3 Replies Latest reply on May 24, 2011 8:24 AM by Andrew Yoole

    Creating a "Midas Touch" effect? (aka Turning things into gold)


      Hi everyone.


      I currently have an English project where we need to make a video based off a myth, and we've chosen the myth based on King Midas' Golden Touch.

      Basically, I need to create a video where objects turn into gold once I touch them.


      Although I have some general idea of how to do it, I was wondering if anyone had suggestions of how to better achieve this in After Effects. Here's how I do it currently


      1.) Rotoscope the object from the background and have a layer with just the foreground object

      2.) Create a second layer of just the background where the object will be

      3.) Apply a color balance effect to the layer with the rotoscoped object and increase the yellows (with a slight tint of red).


      I've tried it on a calculator I had at home, and here's the result: http://www.youtube.com/watch?v=G9VEpgXFJpw&feature=player_embedded


      This was an easier subject to apply the effect on since:


      1.) The object wasn't moving relative to the video camera

      2.) The video was shot at night under an artifical light that already gave the whole video a yellow-ish hue.




      If anyone has suggestions for how to create a similar effect in outside daytime conditions, or on other more advanced moving objects, that would be greatly appreciated. Thanks!

        • 1. Re: Creating a "Midas Touch" effect? (aka Turning things into gold)
          Mylenium Most Valuable Participant

          Generally yes, but this ends up quickly like on "Little Britain": "Yes, but no...." A lot of your success will depend on the lighting itself, not so much the post work. You need to think of a "neutral" color scheme mostly and colorize your environment with the light, then shoot in passes so you can munch together the pieces as you need. If you don't have access to a motion control rig, this essentially means you will have to shoot with tripod and replicate any pans and tilts by hand or limit yourself to static shots. You should also pay a lot of attention to controlling the gloss of your objects, like flattening it with matte hairspray or in reverse, make objects look metal-ish by making them wet. If you have specific coloring in mind, it wil lalso help to work with strong colors on the "hero" objects - a pink girly calculator may look ridiculous, but can easily be dialed to look golden with a color correction. The same should apply to the actors - think of ways to separate them from the environment on set as much as possible by setting up differently colored lighting for the foreground and background and working with a consistent color scheme. This will also help to retain depth and contrast - simply tinting everything yellow will look just like that - the world through yellow shades. Instead try to capture the multitude of different gold shades from reddish copper to silverish platinum alloys and use the natural colors as a base - e.g. on a golden tree, the leaves would still very likely look different from the bark. Subtle color shifts might do that better than tints.

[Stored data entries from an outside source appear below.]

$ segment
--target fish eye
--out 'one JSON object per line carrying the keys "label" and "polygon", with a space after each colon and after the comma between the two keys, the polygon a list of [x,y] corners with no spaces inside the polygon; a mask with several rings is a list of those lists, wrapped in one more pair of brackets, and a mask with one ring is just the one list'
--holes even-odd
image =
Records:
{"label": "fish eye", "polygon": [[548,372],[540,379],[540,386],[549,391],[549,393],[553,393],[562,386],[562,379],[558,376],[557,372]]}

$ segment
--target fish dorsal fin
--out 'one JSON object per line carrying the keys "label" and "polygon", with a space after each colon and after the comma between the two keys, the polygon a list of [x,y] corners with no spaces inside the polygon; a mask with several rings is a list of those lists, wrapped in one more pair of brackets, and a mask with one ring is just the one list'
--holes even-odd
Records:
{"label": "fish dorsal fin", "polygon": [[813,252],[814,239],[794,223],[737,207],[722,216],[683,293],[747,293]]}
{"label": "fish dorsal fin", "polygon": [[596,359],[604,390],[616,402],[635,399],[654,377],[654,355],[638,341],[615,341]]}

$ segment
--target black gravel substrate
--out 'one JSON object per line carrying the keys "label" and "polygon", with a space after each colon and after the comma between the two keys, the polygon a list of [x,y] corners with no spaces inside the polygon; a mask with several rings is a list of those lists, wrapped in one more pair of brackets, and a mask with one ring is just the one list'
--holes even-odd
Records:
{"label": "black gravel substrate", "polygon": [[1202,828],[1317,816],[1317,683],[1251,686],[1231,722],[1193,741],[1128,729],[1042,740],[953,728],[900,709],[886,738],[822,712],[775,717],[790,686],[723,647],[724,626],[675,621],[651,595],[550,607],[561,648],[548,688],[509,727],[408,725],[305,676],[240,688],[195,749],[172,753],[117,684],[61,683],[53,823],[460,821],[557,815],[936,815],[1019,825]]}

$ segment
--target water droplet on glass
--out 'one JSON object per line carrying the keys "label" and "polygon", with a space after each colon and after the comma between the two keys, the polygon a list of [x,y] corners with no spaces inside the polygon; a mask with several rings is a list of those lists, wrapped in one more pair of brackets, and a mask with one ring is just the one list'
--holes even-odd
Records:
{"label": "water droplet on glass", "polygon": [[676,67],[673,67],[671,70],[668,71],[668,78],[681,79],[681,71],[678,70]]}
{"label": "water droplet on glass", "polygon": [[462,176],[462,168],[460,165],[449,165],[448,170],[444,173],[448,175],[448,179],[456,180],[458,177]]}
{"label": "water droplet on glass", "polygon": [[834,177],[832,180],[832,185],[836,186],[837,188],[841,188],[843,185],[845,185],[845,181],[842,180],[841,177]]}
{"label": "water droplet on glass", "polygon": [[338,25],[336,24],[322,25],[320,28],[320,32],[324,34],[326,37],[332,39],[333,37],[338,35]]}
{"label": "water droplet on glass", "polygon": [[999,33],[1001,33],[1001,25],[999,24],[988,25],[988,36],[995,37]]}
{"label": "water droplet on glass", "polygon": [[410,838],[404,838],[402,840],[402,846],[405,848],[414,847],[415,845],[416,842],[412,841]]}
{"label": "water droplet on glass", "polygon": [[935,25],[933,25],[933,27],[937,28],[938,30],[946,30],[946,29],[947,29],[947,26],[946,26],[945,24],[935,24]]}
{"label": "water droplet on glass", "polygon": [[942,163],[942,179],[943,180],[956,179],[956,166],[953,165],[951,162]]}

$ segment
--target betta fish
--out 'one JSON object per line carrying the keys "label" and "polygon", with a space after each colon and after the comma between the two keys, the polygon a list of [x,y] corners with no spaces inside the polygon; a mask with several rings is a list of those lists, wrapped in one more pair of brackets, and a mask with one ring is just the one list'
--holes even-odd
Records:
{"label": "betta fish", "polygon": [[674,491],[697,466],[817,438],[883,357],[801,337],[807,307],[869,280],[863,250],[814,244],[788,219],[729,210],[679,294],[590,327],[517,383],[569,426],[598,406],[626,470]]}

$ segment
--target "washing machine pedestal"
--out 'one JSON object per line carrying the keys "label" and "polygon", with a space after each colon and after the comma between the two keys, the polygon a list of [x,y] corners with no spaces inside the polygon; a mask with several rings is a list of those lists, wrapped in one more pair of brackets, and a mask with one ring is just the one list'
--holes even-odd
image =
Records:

          • 2. Re: Creating a "Midas Touch" effect? (aka Turning things into gold)
            Rick Gerard Adobe Community Professional & MVP

            You've got to consider that gold is reflective. There are a bunch of tricks like displacement mapping and overlays to simulate reflections. It's best if the objects that you're turning to gold are already reflective. Think plastic or glossy paint.


            I'd try Colorama as the effect to turn the cut-outs to gold. There's a great preset right inside Colorama's output cycle called Gold...


            Here's a sample project. Note the use of blend modes, mask feather, and opacity.




            Good luck.

            • 3. Re: Creating a "Midas Touch" effect? (aka Turning things into gold)
              Andrew Yoole MVP & Adobe Community Professional

              I'd work backwards on a project like you've described.  It's easier to make something look non-reflective than the other way around.  So, in your calculator example, I'd spray paint the calculator gold, and I'd use effects to remove the gold colouring at the start of the shot, rather than add the gold to a black object.  It's easier to crush white reflected highlights than add them.